And the small-souled, mole-eyed gossips and critics called him hard, churlish, and cynical—him, for whom the richest thing in Nature’s splendid dower had been obliterated, except a soul, which never in its deepest sufferings lost its noble faith in God and man, or allowed its indomitable courage to be one whit weakened. That there were periods of utterly rayless despair and gloom we may guess; but not for long did Beethoven’s great nature cower before its evil genius.

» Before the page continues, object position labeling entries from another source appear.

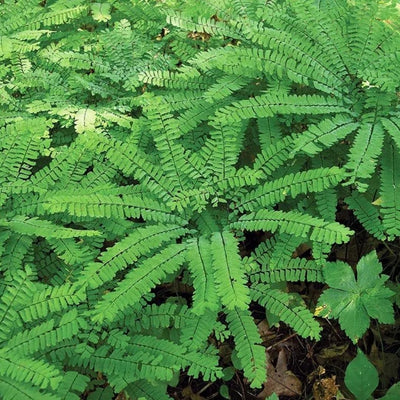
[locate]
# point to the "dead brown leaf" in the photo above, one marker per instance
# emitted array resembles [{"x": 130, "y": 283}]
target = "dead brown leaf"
[
  {"x": 333, "y": 351},
  {"x": 280, "y": 380},
  {"x": 325, "y": 389}
]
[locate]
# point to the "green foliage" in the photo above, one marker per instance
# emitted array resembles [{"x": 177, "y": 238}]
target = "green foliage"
[
  {"x": 142, "y": 143},
  {"x": 361, "y": 377},
  {"x": 355, "y": 302}
]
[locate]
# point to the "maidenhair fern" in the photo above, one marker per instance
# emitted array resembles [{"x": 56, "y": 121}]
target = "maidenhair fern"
[{"x": 135, "y": 157}]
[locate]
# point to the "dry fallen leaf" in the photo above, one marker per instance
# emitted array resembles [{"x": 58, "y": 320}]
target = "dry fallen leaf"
[
  {"x": 333, "y": 351},
  {"x": 280, "y": 380},
  {"x": 325, "y": 389}
]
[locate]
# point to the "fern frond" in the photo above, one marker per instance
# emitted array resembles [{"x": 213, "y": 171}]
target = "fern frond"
[
  {"x": 196, "y": 332},
  {"x": 49, "y": 300},
  {"x": 139, "y": 282},
  {"x": 324, "y": 134},
  {"x": 200, "y": 266},
  {"x": 294, "y": 270},
  {"x": 147, "y": 390},
  {"x": 40, "y": 227},
  {"x": 364, "y": 153},
  {"x": 389, "y": 190},
  {"x": 141, "y": 241},
  {"x": 13, "y": 390},
  {"x": 228, "y": 271},
  {"x": 273, "y": 192},
  {"x": 268, "y": 105},
  {"x": 367, "y": 214},
  {"x": 278, "y": 303},
  {"x": 247, "y": 343},
  {"x": 38, "y": 372},
  {"x": 72, "y": 385},
  {"x": 292, "y": 222}
]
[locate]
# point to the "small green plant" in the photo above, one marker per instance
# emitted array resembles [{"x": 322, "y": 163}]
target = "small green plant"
[
  {"x": 361, "y": 378},
  {"x": 353, "y": 301},
  {"x": 144, "y": 144}
]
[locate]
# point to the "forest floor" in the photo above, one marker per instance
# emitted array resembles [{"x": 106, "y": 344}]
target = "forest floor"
[{"x": 306, "y": 369}]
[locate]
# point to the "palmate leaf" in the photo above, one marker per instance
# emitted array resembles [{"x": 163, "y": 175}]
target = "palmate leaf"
[
  {"x": 361, "y": 377},
  {"x": 355, "y": 302}
]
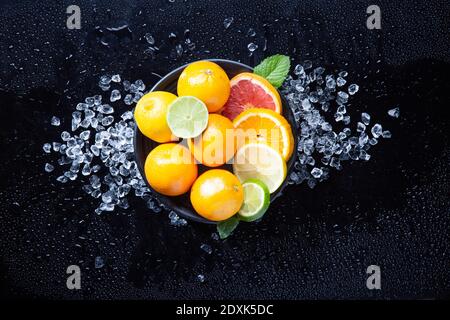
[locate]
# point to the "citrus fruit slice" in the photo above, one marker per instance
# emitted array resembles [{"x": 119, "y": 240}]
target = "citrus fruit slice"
[
  {"x": 217, "y": 195},
  {"x": 187, "y": 117},
  {"x": 259, "y": 161},
  {"x": 150, "y": 115},
  {"x": 249, "y": 90},
  {"x": 170, "y": 169},
  {"x": 265, "y": 126},
  {"x": 207, "y": 81},
  {"x": 256, "y": 200},
  {"x": 216, "y": 145}
]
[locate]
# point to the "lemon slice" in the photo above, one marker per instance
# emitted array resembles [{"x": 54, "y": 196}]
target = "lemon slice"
[
  {"x": 259, "y": 161},
  {"x": 256, "y": 200},
  {"x": 187, "y": 117}
]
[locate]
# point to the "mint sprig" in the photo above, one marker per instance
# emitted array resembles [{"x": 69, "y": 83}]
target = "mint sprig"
[
  {"x": 274, "y": 68},
  {"x": 226, "y": 227}
]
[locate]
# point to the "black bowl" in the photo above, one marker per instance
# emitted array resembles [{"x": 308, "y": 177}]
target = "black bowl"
[{"x": 143, "y": 145}]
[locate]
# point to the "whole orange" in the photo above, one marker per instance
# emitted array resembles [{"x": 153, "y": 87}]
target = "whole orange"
[
  {"x": 217, "y": 195},
  {"x": 217, "y": 144},
  {"x": 206, "y": 81},
  {"x": 170, "y": 169},
  {"x": 150, "y": 116}
]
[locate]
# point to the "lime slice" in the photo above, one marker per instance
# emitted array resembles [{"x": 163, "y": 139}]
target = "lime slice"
[
  {"x": 256, "y": 200},
  {"x": 259, "y": 161},
  {"x": 187, "y": 117}
]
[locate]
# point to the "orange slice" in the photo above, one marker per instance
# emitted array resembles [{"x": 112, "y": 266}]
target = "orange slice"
[
  {"x": 259, "y": 125},
  {"x": 249, "y": 90}
]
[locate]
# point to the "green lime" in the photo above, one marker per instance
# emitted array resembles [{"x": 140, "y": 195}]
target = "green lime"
[
  {"x": 256, "y": 200},
  {"x": 187, "y": 117}
]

Within three years, from 1805 to 1808, Beethoven composed some of his greatest works—the oratorio of “The Mount of Olives,” the opera of “Fidelio,” and the two noble symphonies, “Pastorale” and “Eroica,” besides a large number of concertos, sonatas, songs, and other occasional pieces. However gloomy the externals of his life, his creative activities knew no cessation.

The “Sinfonia Eroica,” the “Choral” only excepted, is the longest of the immortal nine, and is one of the greatest examples of musical portraiture extant. All the great composers from Handel to Wagner have attempted, what is called descriptive music with more or less success, but never have musical genius and skill achieved a result soadmirable in its relation to its purpose and by such strictly legitimate means as in this work.

“The ‘Eroica,’” says a great writer, “is an attempt to draw a musical portrait of an historical character—a great statesman, a great general, a noble individual; to represent in music—Beethoven’s own language—what M. Thiers has given in words, and Paul Delaroche in painting.” Of Beethoven’s success another writer has said—“It wants no title to tell its meaning, for throughout the symphony the hero is visibly portrayed.”

It is anything but difficult to realise why Beethoven should have admired the first Napoleon. Both the soldier and musician were made of that sturdy stuff which would and did defy the world; and it is not strange that Beethoven should have desired in some way—and he knew of no better course than through his art—to honour one so characteristically akin to himself, and who at that time was the most prominent man in Europe. Beethoven began the work in 1802, and in 1804 it was completed, and bore the following title:—

Sinfonia grande“Napoleon Bonaparte”1804 in Augustdel SigrLouis van BeethovenSinfonia 3.Op. 55.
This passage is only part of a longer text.